Other tax-efficient methods of transferring wealth are to gift money earned on the sale of your home when downsizing, utilizing the tax-sheltered growth within a life insurance policy, having it protected from creditors and eventually pays out tax free to beneficiaries in a totally private way. The family cottage is also a good example of where prudent thinking can help. While Logan Roy may not bother with this given his global portfolio, for a Canadian family looking to preserve wealth, their property may be a significant asset. A cottage is often a place where family memories are created but the cost to maintain a cottage can be a drain on parents in retirement and possibly more expensive than the next generation can afford while raising a young family. In addition to the cost to purchase and maintain a cottage, upon the transfer of ownership to children, the gain in value of the property will be taxed as a capital gain. Though the property may not be sold, the family will need to have enough cash available to pay the capital gains tax. Family cottages are one of the most emotional components of a Wealth Transfer and planning is required to deal with the cottage and maintain family harmony.
Preparing the children
This is arguably more important than a financial plan – what good are carefully thought-out finances if the cash is frittered away or bitterly contested. A successful wealth transition considers the culture of the family, including where the wealth came from, family history, values, and vision for the future.

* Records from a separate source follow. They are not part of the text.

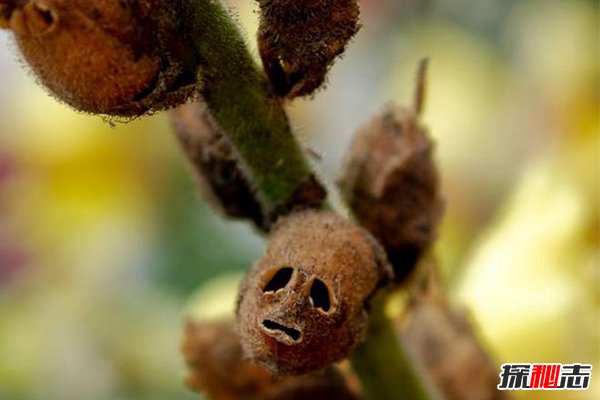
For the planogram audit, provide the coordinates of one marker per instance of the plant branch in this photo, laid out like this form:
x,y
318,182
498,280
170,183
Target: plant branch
x,y
381,364
242,102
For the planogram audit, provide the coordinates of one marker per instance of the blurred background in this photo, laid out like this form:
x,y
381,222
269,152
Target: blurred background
x,y
104,239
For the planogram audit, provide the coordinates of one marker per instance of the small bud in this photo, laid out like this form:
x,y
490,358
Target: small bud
x,y
391,182
299,40
303,305
122,58
218,369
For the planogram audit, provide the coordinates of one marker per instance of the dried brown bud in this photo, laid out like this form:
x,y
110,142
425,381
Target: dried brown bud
x,y
442,341
121,58
302,306
299,40
217,368
212,155
391,182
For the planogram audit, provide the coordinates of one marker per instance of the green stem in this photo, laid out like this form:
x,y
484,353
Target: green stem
x,y
381,364
241,101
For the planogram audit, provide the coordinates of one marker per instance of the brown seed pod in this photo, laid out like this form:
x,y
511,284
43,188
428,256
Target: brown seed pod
x,y
212,155
391,182
444,344
122,58
299,40
214,355
303,304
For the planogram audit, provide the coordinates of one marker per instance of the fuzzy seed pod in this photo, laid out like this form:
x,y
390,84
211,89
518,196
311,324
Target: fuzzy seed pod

An often-overlooked aspect of preparing children to think about and manage money is philanthropy. Many families have certain causes or charities that they are involved in and/or want to support. Having children involved in picking the charities, participating in the management, and gifting of the funds can help them to understand and appreciate aspect of money. For example, it’s highly likely that Bill Gates is immersing his children in the Gates Foundation, so its work continues after he’s gone.
Goal setting is also vital and often has nothing to do with market returns. Goals should be more about fulfilling ambitions, dreams, and legacies.
Coming into a large amount of money sounds amazing (and it can be), but the responsibility can be enormous and the pressure to continue the family tradition and success suffocating. Did you see Kendal Roy’s descent into madness when he tried to take over his dad’s empire?
The psychological aspect facing the newest stewards of family wealth can easily be overlooked. While a large inheritance can mean an abundance of opportunities, a nice life, and the chance to help people – it can also take away people’s self-esteem because they know they didn’t accomplish it themselves.
Perhaps the final word should go to Connor Roy, the oldest and most insipid of the siblings, who genuinely believed he could run for the President of the United States, despite not even being a major player in his own family. “I’m not saying I’d make a better CEO [than dad]. That’s unsaid,” he uttered in a moment of peak delusion.
A lack of real-life experience and engagement in the family business means he is spectacularly ill-equipped to take on the responsibility of managing large amounts of assets. Not only would he fail to understand the importance and structure of a financial plan, but he lacks all the qualities required to be a good steward of wealth.
It is never too early to start thinking about a plan that can assist your family, including the next generation, in planning for, and understanding, the lifetime and legacy elements of your wealth transfer. By putting in place a tax-efficient plan that protects your assets and helps prepare the children, you can feel more confident about what you leave behind.